Girare nei Sassi può essere faticoso, in alcuni tratti molto impegnativo.
Sotto la chiesa di Santa Maria de Idris, sorta sullo sperone di roccia che sovrasta il Sasso Caveoso,
notiamo un piccolo negozio che produce ed espone oggetti d’artigianato per la vendita. Quando
entriamo gli occhi devono, gradualmente, abituarsi a quella semi oscurità. Al proprietario piace
parlare a voce alta.
Sono colpita da alcune bambole di terracotta. Sono piatte, con un costume tradizionale accennato e
appena sottolineato da solchi dorati. Guardo meglio e vedo interi espositori pieni di queste bambole
di tutte le dimensioni, alcune molto colorate nei visi e nei costumi. Affascinata, ne scelgo una tra
quelle che sembrano più sobrie, color terracotta, con i tratti marcati da un rigo lucente color oro
rosso che si intravede soltanto sotto certe angolazioni di luce. Pago l’acquisto al proprietario, che ci
tiene a raccontarci la storia della bambola.

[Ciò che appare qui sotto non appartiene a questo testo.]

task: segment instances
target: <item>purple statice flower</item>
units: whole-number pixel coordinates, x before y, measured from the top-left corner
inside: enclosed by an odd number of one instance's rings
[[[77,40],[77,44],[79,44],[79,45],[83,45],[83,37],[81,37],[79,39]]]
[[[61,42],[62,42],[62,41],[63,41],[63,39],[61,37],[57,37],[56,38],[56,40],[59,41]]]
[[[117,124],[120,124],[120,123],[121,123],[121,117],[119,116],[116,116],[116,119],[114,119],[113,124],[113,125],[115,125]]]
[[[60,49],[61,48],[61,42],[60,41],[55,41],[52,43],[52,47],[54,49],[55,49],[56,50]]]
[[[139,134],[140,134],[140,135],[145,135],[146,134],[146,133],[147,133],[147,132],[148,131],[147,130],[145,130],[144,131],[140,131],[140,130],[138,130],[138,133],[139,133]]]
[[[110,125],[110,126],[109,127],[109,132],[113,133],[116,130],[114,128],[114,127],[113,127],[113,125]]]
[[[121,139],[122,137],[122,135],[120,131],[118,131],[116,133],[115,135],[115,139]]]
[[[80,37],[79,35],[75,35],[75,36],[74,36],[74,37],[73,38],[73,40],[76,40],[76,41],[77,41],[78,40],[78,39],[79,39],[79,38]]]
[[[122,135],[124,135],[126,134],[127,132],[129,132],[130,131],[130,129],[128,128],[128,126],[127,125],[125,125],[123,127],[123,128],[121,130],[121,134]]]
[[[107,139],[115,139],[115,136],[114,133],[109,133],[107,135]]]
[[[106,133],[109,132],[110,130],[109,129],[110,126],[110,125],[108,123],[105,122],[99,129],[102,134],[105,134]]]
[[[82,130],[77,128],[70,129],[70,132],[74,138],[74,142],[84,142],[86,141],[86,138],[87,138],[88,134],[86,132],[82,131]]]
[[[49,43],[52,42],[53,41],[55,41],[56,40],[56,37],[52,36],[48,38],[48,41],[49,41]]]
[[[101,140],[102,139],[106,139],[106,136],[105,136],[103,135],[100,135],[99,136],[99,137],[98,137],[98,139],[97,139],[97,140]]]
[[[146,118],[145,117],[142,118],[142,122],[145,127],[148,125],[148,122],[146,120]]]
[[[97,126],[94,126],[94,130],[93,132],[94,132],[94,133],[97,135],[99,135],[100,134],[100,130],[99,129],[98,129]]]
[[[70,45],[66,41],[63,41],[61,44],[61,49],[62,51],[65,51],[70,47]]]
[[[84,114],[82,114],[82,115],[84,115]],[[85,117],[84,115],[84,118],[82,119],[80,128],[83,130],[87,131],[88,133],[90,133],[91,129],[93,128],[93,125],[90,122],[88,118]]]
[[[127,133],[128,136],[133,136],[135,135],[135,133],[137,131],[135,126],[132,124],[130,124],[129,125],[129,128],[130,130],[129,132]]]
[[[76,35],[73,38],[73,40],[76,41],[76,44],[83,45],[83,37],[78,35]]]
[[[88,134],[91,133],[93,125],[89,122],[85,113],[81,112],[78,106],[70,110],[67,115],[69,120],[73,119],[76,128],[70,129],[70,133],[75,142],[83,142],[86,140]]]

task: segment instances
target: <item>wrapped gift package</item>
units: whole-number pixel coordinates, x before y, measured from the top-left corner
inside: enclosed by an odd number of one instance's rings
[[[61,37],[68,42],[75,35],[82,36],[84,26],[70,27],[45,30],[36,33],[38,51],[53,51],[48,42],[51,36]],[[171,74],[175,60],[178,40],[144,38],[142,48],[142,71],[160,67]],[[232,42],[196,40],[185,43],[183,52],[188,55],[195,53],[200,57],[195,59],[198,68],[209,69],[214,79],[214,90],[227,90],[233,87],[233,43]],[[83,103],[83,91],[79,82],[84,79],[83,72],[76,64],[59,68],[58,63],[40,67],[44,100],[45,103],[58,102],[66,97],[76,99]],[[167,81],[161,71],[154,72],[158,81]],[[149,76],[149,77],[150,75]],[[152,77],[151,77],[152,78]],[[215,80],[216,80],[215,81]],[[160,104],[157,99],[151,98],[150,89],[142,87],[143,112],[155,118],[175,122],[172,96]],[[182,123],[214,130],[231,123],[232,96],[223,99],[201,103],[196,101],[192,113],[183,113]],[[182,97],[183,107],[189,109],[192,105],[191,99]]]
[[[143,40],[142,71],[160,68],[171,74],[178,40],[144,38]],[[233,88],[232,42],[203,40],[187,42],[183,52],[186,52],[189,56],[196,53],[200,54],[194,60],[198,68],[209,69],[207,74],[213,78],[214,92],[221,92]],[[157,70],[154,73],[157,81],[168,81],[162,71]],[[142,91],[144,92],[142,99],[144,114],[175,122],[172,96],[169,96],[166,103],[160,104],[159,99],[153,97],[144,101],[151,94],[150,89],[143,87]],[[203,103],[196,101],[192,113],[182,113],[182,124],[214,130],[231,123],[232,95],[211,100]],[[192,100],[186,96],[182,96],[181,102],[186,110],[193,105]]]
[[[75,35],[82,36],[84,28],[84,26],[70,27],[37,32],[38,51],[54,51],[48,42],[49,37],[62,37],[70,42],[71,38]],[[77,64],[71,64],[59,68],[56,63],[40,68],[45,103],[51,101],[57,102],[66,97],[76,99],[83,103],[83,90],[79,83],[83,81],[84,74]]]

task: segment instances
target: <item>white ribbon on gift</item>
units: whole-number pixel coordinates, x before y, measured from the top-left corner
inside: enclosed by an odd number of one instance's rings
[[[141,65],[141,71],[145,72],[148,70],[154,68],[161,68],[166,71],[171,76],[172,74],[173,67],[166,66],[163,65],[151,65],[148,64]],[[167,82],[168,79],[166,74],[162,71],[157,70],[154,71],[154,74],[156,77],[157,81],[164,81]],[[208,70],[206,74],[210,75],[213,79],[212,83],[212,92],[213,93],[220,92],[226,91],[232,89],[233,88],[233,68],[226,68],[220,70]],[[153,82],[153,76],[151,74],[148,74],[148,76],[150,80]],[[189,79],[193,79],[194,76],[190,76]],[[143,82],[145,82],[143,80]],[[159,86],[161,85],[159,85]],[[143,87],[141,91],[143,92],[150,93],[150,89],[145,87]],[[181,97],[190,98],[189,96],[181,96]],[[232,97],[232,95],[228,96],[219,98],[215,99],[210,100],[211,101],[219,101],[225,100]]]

La Pupa è il suo nome. E’ parte delle tradizioni delle famiglie che praticavano la pastorizia. Era un
giocattolo fatto di un particolare tipo di formaggio, il caciocavallo, che i pastori preparavano per i
bambini, utilizzando forme in legno per modellarlo. La bambola era un giocattolo ed anche un
alimento che gli infanti potevano succhiare e mordere. Così, attraverso il giocattolo, assumevano il
latte e il calcio necessari alla dentizione. La Pupa era vestita con una gonna lunga e larga: il
costume tradizionale arbëreshë. Nei giorni di festa le donne indossavano uno sull’altro i loro capi
più belli dando vita a quell’originale abbigliamento indossato con fierezza.
Nel Sud Italia esistono numerose comunità arbëreshë fondate da persone che, fuggite dall’Albania,
a più riprese a partire dal 1400, sono approdate qui. La diaspora è entrata a far parte del loro
patrimonio genetico e culturale; le loro canzoni, spesso tristi, al tempo stesso risplendono di una
potenza non schiusa.
La nostra visita ai Sassi si conclude davanti a una chiesa, in un piazzale dal quale si può osservare
tutto l’insieme, bianco, abbacinante ed esteso che ferisce gli occhi e gli animi. Ci fermiamo a bere
dell’acqua e a prendere un caffé in un bar con i tavolini all’esterno, dove sono accomodati turisti
nord europei. E’ primavera, ma fa già caldo qui.
Lancio al mio compagno uno sguardo obliquo. Siamo in silenzio, colpiti dall’esperienza di questa
visita. Ripenso ancora ai versi di quella canzone: Portami con te. Qem ma tija, ripenso al canto
accorato di quella donna bionda, a quei versi mesti e splendidi la cui forza ci ha portato fin qui.